Sounds interesting when you begin, and there are a few interesting puzzles, a couple of which I thought were a little unfair. The first is (Spoiler - click to show)what it takes to get into the Bureau of Records - (Spoiler - click to show)there are two solutions, both of which remind me of the kind of tough puzzles commonly hurled at players back at the time this piece was written. The second is (Spoiler - click to show)sabotaging the security system for the prison doors. In all likelihood, you'll have to backtrack at least once for an important clue or item, leaving someone waiting. To be fair, the author did write the story to make it impossible to get into an unwinnable state, and does give the player ample opportunity to avoid death, so you don't have to worry so much about save scumming.

At one point, you're faced with a choice whether to continue the story or let it end. If you slug it out to the end, you'll discover (Spoiler - click to show)there are no good endings. You can either die or spend the rest of your life in a mental hospital, where you will receive regular electroshock "treatment." So having ended the game halfway through is really the closest thing to a good ending there is.
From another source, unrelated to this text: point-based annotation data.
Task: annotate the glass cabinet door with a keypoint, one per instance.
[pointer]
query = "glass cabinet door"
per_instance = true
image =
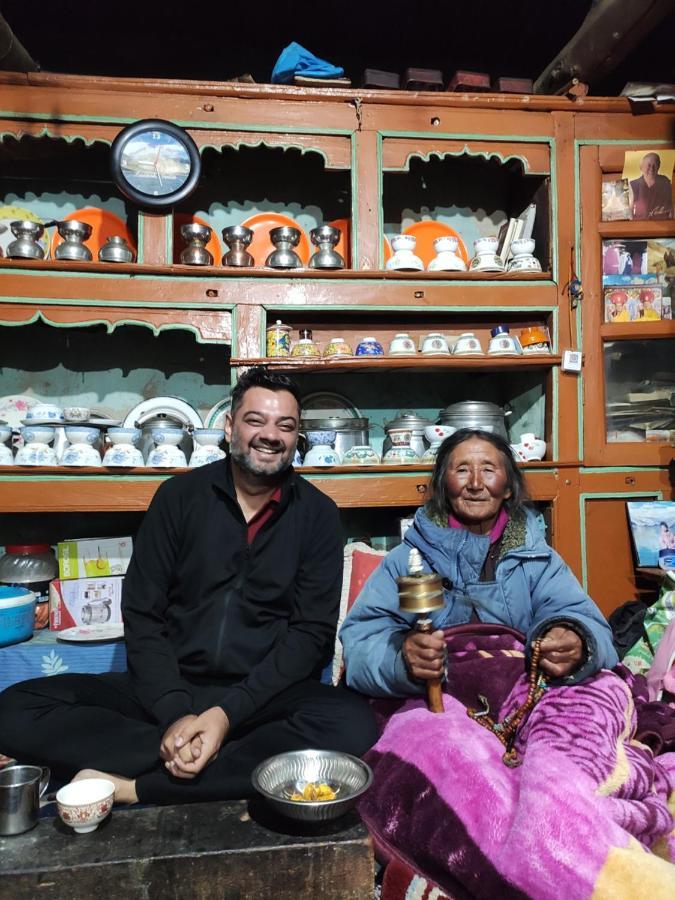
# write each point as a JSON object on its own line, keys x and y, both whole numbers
{"x": 628, "y": 276}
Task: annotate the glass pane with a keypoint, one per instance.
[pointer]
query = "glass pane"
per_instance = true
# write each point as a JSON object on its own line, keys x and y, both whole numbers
{"x": 640, "y": 391}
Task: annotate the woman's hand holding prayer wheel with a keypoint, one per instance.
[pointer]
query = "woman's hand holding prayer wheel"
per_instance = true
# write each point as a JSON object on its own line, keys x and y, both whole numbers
{"x": 424, "y": 655}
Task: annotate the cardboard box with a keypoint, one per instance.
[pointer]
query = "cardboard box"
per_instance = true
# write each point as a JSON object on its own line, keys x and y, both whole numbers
{"x": 85, "y": 601}
{"x": 93, "y": 557}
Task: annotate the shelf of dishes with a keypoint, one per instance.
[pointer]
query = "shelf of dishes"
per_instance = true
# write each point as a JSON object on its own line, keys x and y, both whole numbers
{"x": 402, "y": 346}
{"x": 265, "y": 241}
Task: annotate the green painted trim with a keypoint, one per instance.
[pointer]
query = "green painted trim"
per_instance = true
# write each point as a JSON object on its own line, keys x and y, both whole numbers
{"x": 582, "y": 142}
{"x": 602, "y": 495}
{"x": 380, "y": 202}
{"x": 465, "y": 151}
{"x": 111, "y": 326}
{"x": 553, "y": 194}
{"x": 430, "y": 310}
{"x": 50, "y": 130}
{"x": 140, "y": 237}
{"x": 354, "y": 183}
{"x": 189, "y": 124}
{"x": 68, "y": 301}
{"x": 234, "y": 347}
{"x": 263, "y": 143}
{"x": 555, "y": 411}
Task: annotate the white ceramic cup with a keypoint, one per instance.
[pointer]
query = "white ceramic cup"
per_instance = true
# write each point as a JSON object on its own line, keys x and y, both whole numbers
{"x": 486, "y": 245}
{"x": 467, "y": 343}
{"x": 76, "y": 413}
{"x": 434, "y": 342}
{"x": 402, "y": 344}
{"x": 522, "y": 246}
{"x": 84, "y": 804}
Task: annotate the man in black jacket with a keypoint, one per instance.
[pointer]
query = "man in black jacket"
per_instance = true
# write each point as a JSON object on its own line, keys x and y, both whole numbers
{"x": 230, "y": 607}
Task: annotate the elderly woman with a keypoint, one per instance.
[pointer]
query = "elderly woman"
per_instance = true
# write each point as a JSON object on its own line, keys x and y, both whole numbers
{"x": 545, "y": 790}
{"x": 477, "y": 532}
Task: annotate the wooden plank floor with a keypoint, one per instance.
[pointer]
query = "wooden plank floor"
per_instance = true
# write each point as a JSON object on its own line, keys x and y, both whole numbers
{"x": 190, "y": 852}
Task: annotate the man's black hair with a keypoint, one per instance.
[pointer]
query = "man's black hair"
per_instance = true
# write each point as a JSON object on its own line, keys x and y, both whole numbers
{"x": 438, "y": 503}
{"x": 259, "y": 376}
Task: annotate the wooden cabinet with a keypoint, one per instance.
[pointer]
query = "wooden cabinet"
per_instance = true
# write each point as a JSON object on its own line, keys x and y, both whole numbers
{"x": 375, "y": 161}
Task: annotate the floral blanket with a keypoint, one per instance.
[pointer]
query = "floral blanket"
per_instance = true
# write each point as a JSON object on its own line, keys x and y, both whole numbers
{"x": 586, "y": 814}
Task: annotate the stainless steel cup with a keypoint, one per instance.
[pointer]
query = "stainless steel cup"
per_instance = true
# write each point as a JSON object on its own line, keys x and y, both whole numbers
{"x": 20, "y": 790}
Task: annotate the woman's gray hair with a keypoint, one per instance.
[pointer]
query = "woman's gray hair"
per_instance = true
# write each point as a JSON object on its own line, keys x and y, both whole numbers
{"x": 438, "y": 504}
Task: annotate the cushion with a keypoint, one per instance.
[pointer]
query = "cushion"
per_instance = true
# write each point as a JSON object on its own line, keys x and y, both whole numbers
{"x": 360, "y": 561}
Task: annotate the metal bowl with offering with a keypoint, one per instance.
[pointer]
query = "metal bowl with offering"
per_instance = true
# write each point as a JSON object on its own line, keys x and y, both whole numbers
{"x": 312, "y": 785}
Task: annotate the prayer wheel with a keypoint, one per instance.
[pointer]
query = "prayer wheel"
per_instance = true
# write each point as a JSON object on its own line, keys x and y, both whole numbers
{"x": 421, "y": 593}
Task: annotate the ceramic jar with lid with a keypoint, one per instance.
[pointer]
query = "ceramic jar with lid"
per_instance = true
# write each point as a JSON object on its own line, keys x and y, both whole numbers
{"x": 305, "y": 346}
{"x": 406, "y": 423}
{"x": 337, "y": 347}
{"x": 278, "y": 339}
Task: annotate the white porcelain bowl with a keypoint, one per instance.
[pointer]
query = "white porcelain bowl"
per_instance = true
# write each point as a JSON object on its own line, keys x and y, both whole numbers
{"x": 208, "y": 436}
{"x": 322, "y": 455}
{"x": 120, "y": 435}
{"x": 522, "y": 246}
{"x": 76, "y": 413}
{"x": 82, "y": 434}
{"x": 37, "y": 434}
{"x": 84, "y": 804}
{"x": 45, "y": 412}
{"x": 437, "y": 433}
{"x": 167, "y": 435}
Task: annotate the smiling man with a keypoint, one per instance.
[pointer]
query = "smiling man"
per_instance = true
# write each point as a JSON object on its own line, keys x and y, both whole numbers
{"x": 230, "y": 607}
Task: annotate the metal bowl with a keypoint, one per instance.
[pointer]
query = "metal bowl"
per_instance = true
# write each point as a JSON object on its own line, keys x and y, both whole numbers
{"x": 277, "y": 777}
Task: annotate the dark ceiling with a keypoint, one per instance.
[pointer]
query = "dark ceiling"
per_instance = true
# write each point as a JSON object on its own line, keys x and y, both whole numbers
{"x": 218, "y": 40}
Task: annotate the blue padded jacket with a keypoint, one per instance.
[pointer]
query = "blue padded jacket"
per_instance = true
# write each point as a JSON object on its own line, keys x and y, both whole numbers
{"x": 533, "y": 591}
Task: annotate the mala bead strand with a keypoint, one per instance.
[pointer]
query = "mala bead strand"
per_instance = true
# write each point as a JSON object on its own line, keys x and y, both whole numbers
{"x": 506, "y": 731}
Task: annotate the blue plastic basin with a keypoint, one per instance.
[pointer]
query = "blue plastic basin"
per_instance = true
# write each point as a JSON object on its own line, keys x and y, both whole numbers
{"x": 17, "y": 615}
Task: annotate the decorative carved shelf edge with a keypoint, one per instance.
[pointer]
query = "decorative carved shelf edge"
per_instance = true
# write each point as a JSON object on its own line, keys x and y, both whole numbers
{"x": 208, "y": 326}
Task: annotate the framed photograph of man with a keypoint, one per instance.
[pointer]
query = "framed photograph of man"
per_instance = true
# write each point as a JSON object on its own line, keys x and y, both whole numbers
{"x": 649, "y": 173}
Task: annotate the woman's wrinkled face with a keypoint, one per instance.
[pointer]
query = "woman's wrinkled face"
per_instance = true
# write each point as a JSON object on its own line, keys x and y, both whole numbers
{"x": 476, "y": 483}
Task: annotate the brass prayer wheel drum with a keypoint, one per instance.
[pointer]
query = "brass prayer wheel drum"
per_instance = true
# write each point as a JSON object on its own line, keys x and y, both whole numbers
{"x": 420, "y": 594}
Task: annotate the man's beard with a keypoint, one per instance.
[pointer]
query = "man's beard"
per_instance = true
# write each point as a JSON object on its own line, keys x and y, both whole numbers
{"x": 242, "y": 456}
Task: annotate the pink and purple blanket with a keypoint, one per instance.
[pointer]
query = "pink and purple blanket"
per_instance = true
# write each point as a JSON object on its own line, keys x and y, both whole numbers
{"x": 587, "y": 813}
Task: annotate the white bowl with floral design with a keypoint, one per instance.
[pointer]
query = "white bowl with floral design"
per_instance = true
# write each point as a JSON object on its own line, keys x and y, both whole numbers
{"x": 84, "y": 804}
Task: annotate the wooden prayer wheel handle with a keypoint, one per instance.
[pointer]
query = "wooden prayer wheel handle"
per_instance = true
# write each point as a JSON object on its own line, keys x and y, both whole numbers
{"x": 434, "y": 692}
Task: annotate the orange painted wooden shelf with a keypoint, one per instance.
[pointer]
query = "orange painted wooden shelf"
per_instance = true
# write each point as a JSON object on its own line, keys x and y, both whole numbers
{"x": 58, "y": 490}
{"x": 637, "y": 331}
{"x": 637, "y": 229}
{"x": 177, "y": 271}
{"x": 387, "y": 363}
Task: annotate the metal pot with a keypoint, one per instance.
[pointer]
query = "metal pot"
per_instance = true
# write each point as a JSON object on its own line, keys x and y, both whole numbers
{"x": 407, "y": 422}
{"x": 348, "y": 432}
{"x": 476, "y": 414}
{"x": 152, "y": 421}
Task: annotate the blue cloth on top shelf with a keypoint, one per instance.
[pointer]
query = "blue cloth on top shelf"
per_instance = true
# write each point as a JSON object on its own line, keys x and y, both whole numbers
{"x": 295, "y": 60}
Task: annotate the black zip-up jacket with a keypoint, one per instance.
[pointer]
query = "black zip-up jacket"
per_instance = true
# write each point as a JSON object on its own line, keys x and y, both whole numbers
{"x": 202, "y": 607}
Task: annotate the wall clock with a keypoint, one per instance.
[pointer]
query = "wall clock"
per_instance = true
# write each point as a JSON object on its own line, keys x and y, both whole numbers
{"x": 155, "y": 163}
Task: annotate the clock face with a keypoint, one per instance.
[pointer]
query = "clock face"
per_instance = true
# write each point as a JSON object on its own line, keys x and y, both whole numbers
{"x": 155, "y": 163}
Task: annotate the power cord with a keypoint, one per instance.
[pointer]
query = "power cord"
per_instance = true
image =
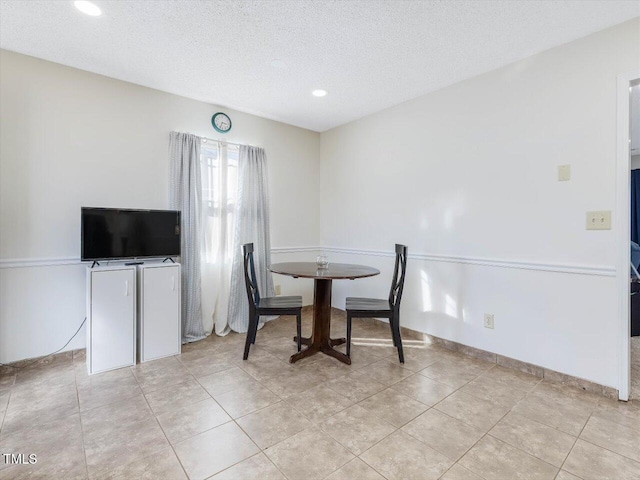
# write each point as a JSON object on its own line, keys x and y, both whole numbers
{"x": 41, "y": 358}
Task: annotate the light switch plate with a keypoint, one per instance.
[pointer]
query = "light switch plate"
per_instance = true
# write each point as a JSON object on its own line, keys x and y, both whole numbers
{"x": 600, "y": 220}
{"x": 564, "y": 173}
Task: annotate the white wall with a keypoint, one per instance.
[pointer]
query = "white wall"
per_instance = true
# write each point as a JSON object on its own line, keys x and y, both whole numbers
{"x": 70, "y": 138}
{"x": 467, "y": 177}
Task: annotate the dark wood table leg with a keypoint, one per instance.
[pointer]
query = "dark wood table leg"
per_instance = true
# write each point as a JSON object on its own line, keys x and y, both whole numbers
{"x": 303, "y": 340}
{"x": 320, "y": 340}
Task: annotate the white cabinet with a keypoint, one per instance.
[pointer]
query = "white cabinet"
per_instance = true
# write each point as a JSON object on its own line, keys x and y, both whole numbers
{"x": 159, "y": 311}
{"x": 111, "y": 318}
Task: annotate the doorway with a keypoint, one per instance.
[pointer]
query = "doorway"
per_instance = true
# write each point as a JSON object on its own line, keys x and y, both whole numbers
{"x": 634, "y": 161}
{"x": 625, "y": 135}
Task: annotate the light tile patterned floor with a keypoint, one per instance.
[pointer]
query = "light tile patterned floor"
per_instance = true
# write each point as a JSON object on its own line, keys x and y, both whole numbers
{"x": 209, "y": 414}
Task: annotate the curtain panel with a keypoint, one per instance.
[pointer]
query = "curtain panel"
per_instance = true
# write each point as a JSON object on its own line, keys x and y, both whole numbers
{"x": 185, "y": 194}
{"x": 251, "y": 226}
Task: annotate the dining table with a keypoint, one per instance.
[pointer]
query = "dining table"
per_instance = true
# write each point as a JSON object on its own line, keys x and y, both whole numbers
{"x": 323, "y": 276}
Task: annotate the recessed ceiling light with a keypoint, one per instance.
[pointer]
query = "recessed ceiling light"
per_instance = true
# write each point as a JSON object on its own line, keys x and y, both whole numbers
{"x": 87, "y": 7}
{"x": 277, "y": 63}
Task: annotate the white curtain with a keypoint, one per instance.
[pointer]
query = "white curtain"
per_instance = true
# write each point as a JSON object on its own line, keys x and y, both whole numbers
{"x": 185, "y": 194}
{"x": 219, "y": 164}
{"x": 251, "y": 226}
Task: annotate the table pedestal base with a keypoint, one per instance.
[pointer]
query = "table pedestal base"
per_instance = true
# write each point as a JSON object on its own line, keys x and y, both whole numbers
{"x": 320, "y": 340}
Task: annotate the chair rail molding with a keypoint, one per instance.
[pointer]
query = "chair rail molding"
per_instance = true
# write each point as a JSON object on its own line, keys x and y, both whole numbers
{"x": 597, "y": 270}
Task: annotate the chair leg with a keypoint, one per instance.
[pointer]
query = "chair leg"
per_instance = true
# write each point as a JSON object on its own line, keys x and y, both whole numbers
{"x": 348, "y": 335}
{"x": 396, "y": 322}
{"x": 248, "y": 342}
{"x": 255, "y": 329}
{"x": 393, "y": 333}
{"x": 299, "y": 329}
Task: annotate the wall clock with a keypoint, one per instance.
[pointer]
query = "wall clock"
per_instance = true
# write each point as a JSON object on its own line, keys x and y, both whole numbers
{"x": 221, "y": 122}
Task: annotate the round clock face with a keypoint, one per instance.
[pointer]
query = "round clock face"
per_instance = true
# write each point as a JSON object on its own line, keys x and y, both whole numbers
{"x": 221, "y": 122}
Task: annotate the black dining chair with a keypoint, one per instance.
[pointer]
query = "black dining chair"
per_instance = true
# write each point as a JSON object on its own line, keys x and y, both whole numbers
{"x": 267, "y": 305}
{"x": 380, "y": 308}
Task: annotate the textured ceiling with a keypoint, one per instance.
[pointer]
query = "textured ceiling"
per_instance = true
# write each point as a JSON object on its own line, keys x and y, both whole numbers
{"x": 367, "y": 54}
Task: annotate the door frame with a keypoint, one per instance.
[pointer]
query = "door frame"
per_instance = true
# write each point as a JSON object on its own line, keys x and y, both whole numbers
{"x": 623, "y": 224}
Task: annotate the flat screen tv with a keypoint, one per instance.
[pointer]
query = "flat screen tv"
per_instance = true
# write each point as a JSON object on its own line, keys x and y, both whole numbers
{"x": 115, "y": 233}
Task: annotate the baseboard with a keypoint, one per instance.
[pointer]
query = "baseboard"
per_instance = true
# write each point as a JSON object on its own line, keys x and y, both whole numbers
{"x": 514, "y": 364}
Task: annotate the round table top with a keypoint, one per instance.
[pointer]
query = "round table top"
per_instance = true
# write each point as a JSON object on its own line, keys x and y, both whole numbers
{"x": 333, "y": 271}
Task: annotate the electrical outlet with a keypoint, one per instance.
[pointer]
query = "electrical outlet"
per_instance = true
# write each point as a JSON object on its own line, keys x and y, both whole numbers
{"x": 599, "y": 220}
{"x": 488, "y": 320}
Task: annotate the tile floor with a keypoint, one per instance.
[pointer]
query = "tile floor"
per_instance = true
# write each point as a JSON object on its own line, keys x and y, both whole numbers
{"x": 635, "y": 368}
{"x": 208, "y": 414}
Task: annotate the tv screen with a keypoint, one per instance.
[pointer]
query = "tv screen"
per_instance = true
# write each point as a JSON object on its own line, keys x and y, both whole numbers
{"x": 109, "y": 233}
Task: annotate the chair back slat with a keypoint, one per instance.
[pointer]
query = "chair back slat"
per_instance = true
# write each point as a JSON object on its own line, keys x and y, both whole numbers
{"x": 397, "y": 283}
{"x": 251, "y": 283}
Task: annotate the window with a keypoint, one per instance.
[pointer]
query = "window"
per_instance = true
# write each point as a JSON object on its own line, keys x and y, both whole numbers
{"x": 219, "y": 163}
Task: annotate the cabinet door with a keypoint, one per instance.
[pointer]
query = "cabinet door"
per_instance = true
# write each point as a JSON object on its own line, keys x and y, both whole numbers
{"x": 160, "y": 312}
{"x": 112, "y": 319}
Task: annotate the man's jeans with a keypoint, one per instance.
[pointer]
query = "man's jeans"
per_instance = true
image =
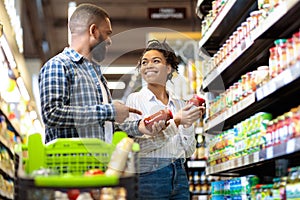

What I was hoping for in a true story of the Orwellian genre, was a large back story about how oppressed the citizens are and how thoroughly corrupt the government has become. There's hardly any of that here. Instead, you ultimately learn that the spreading madness (Spoiler - click to show)is fabricated by the Inquisitor himself, who is implanting people with Augmented Reality gear and projecting sounds and "three-dee" images that only one person hears or sees, and then using that as "evidence" of their loss of sanity and putting them away in the State Hospital. All that because (Spoiler - click to show)attendance at the public execution trials has been declining lately, and so all the time you spend in the latter part of the story, (Spoiler - click to show)breaking out of prison cells and running away from guards, was all staged in advance. You had become an unwitting contestant in a game show of life-or-death.

If the story had been advertised for what it is, and didn't lead me to believe it was an actual interactive struggle against a totalitarian regime, then I would have liked it better. The length of the game is just right in my opinion, not too short and not too long, and there aren't too many puzzles. It's worth a couple hours of your time, and that's all.